Listening to a Homeboy Sandman verse makes Rap songwriting fun again. The Ski Beatz-produced, “Yeah, But I Can Rhyme Though”, from his The Good Sun album releasing tomorrow on Fat Beats/High Water Music serves as an example. The DXnext alum’s delivery is a circus of flow, cadence, content and character. HBS’ third official release and first label-backed project calls to mind the versatility and range of albums such as Mos Def’s Black On Both Sides and J-Live‘s The Best Part. In a year filled with Recession rap and darker subject matters, this release is unique simply for sounding happy.
Earlier this month, HipHopDX asked Homeboy Sandman about his writing methods, particularly when the tempo of his flow appears to have the acceleration of a Japanese sports car. “When it comes to editing, I do a lot of outlining in my head,” answered the Queens emcee. “By the time the pen hits the paper, once I write something down, it’s very seldom I go back and cross it out. It’s because I think things through at length before anything hits the pad. Before I start writing, I’m thinking about technical stuff, like what the tempo is going to be. I always say I start with the melody first. So is this going to be something where a rhyme is really intricate, where I’m going to have line after line with seven out of 10 words rhyming with the next seven out of 10 words in the next line? Or is it going to be something with just the end of the bars rhyme, something that’s not going to be as dense.”
The subject matter often dictates the techicality, he said. “You know it all depends on what the song calls for, it all depends on the feel of the song and the vibe of the song. Me, myself, I feel one of my strengths lies in my versatility. As a fan, I love listening to [The Roots‘] Illadelph Halflife, 15 years later, and discovering something that I didn’t [notice] before. I really love records that are dense, [the ones] you have to kind of pick apart. On my album, [the song] ‘Calm Tornado,’ it’s really really dense, and I love albums like that for people like me, who maybe want to write it out, or read the lyrics to see where is he hiding, what is he saying in this, you know I love stuff like that that you really have to breakdown.”
With such an in-depth approach to songwriting, Boy Sand was asked if his notebooks are filled with scribbles and crossed-out bars. “Most of my editing is pre-editing. I have a lot of confidence that I can do whatever it is that I decide to do with a verse.”
AD LOADING...
Besides flow, subject-matter is an important part of Homeboy Sandman’s music. The Good Sun features songs that tackle homelessness (“Angels With Dirty Faces”) to environmental and health concerns (“Strange Planet”). In a culture that loves topicality, whether it was Big Daddy Kane‘s “Erase Racism” verse that responded to Yusef Hawkins’ 1989 murder in Brooklyn, to Chuck D’s “By The Time I Get To Arizona” outcry over Martin Luther King, Jr. Day, HBS was asked why he thinks more emcees aren’t tackling these issues in today’s Rap world. “Right now, one of the big problems is that somehow we’ve been convinced that there’s certain things that people want to hear,” he said, elaborating, “that we can’t deal with certain subject matter, that we can’t rap about certain things. The reasons why I’m dealing with different topics of health or of education [is that] I’ve always said, that diversity of content is key. That’s why I love to have a song about people making mean faces (‘Mean Mug’), love to take content that hasn’t been covered before”

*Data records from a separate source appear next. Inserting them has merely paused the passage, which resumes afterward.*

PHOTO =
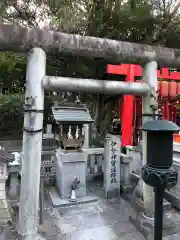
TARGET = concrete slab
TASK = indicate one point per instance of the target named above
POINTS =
(58, 202)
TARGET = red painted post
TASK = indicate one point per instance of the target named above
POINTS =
(127, 116)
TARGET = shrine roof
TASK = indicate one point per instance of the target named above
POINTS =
(68, 114)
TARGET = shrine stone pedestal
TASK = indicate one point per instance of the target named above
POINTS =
(70, 166)
(112, 166)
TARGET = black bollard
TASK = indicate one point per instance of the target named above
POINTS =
(158, 172)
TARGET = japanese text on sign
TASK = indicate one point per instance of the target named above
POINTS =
(113, 161)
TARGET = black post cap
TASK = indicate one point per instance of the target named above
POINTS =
(160, 143)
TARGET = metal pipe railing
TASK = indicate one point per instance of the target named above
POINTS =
(94, 86)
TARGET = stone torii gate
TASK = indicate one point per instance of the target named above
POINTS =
(19, 39)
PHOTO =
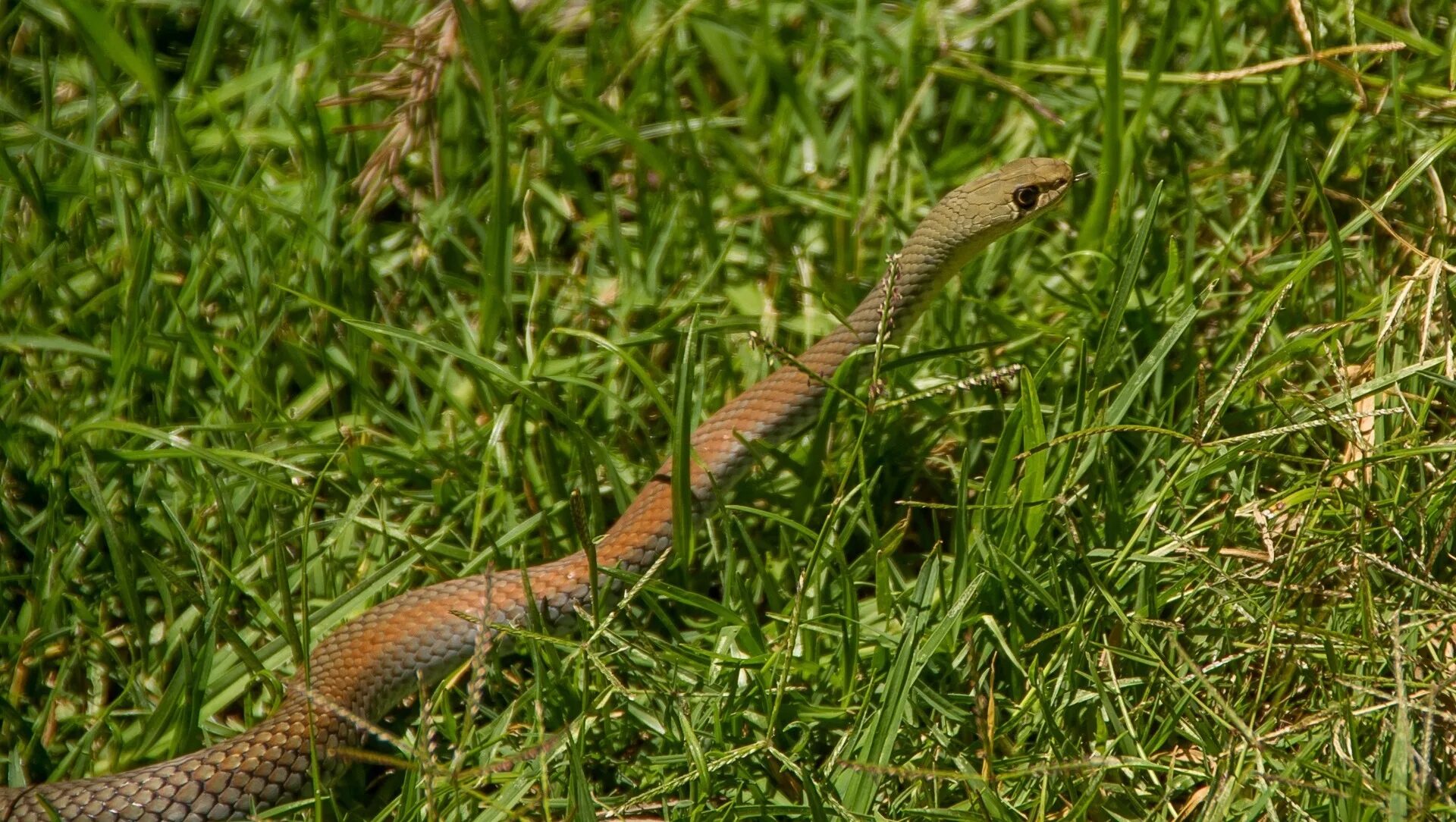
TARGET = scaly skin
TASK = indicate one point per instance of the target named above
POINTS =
(367, 665)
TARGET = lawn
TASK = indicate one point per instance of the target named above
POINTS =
(308, 306)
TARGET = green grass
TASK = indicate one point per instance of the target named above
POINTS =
(1194, 562)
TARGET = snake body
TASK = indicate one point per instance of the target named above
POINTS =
(364, 668)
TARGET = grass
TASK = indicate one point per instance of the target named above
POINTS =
(1193, 562)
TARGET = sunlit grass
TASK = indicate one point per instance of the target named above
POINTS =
(1193, 560)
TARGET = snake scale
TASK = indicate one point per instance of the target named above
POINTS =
(372, 662)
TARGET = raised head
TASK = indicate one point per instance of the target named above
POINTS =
(993, 204)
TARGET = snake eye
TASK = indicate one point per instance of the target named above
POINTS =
(1025, 196)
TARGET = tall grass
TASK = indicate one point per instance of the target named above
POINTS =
(1193, 562)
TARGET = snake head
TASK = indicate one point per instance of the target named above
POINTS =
(986, 209)
(1027, 187)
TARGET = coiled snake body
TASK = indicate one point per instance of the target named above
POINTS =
(369, 664)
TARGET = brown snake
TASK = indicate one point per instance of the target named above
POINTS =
(372, 662)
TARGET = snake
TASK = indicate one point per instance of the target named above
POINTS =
(360, 671)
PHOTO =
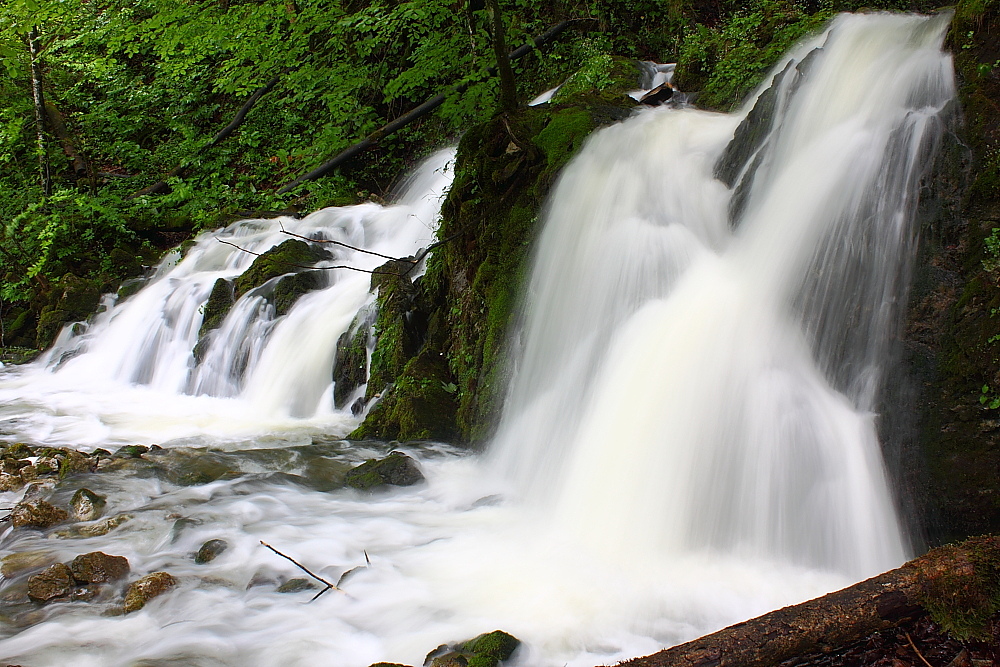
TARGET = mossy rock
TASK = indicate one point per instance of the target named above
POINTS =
(397, 469)
(291, 256)
(288, 290)
(350, 367)
(220, 300)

“Mean Mug,” produced by Ben Grymm, looks at the culture of people not willing to smile, and without being preachy, Homeboy Sandman looks at the simple effects on day-to-day life because of this.
The University of Pennsylvania graduate, who said that he and classmate, Double-O from Kidz In The Hall briefly worked together, added that emcees feel limited. However, those limitations are self-imposed. “When you talk to people about Hip Hop records, people are acting like there’s only five or six things you can rap about. You can only rap about money – even if you’re not rapping about money and crime, you rapping about how you don’t rap about money and crime. People are nervous, they are nervous, like nobody’s going to listen to them if they do a record about subject matter. People are scared to rap about things that haven’t been rapped about before. It makes us as a culture very… one-dimensional.”